Try pinging a host with the "-M do" option (which sets the "don't fragment" flag), and adjust the payload size with the "-s" parameter to see when it fails. Ideally, "-s 1472" should work (1472 bytes of payload + 28-byte header = 1500 bytes, which is the standard Ethernet MTU), but it is also acceptable if a router along the path returns an ICMP Type 3, Code 4 error ("Fragmentation needed and DF set") unless a lower value is used.
I just did this. Zero problem at 1472. 1473 though and it fails out.

Code:
ping: local error: message too long, mtu=1500
At first I thought it was just my Windows kvm vm with pci pass through being the problem. But streaming is a stuttery mess, youtube unwatchable, stuff like that on other devices around the lan as well.

Quote:
NAT issues, which in turn create reverse path problems.

Your NAT MASQUERADE rule seem fine, but you may want to double-check that no packets exit the outbound interface with a 192.168.1.n source address.
I have no idea how to check this but I am curious.

Quote:
IP/netmask issues.

I noticed that your gateways are both in the 10.0.0.0/8 network, but what are their netmasks? How is this physically connected? Are you using one or two NICs for outbound traffic? And if you're using one NIC, does it have multiple IP addresses?
2 POE devices up on the roof. I haven't any idea how to find their netmask. I just know that the IP's I have are their IP's. They both come down into my router via a pair of usb 3.0 nics. These 2 nics get an address via dhcp. The motherboard nic is the lan line.

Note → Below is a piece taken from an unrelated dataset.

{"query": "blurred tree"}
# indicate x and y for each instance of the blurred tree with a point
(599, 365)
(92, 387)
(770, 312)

Last edited by jmgibson1981; 05-21-2021 at 05:58 PM.
 
Old 05-21-2021, 06:14 PM   #6
Ser Olmy
Senior Member
 
Registered: Jan 2012
Distribution: Slackware
Posts: 3,345

Rep: Reputation: Disabled
Quote:
Originally Posted by jmgibson1981 View Post
I just did this. Zero problem at 1472. 1473 though and it fails out.

Code:
ping: local error: message too long, mtu=1500
Excellent, that rules out MTU issues.
Quote:
Originally Posted by jmgibson1981 View Post
At first I thought it was just my Windows kvm vm with pci pass through being the problem. But streaming is a stuttery mess, youtube unwatchable, stuff like that on other devices around the lan as well.
You have several components in your setup that could be the cause of the issue, which makes troubleshooting harder.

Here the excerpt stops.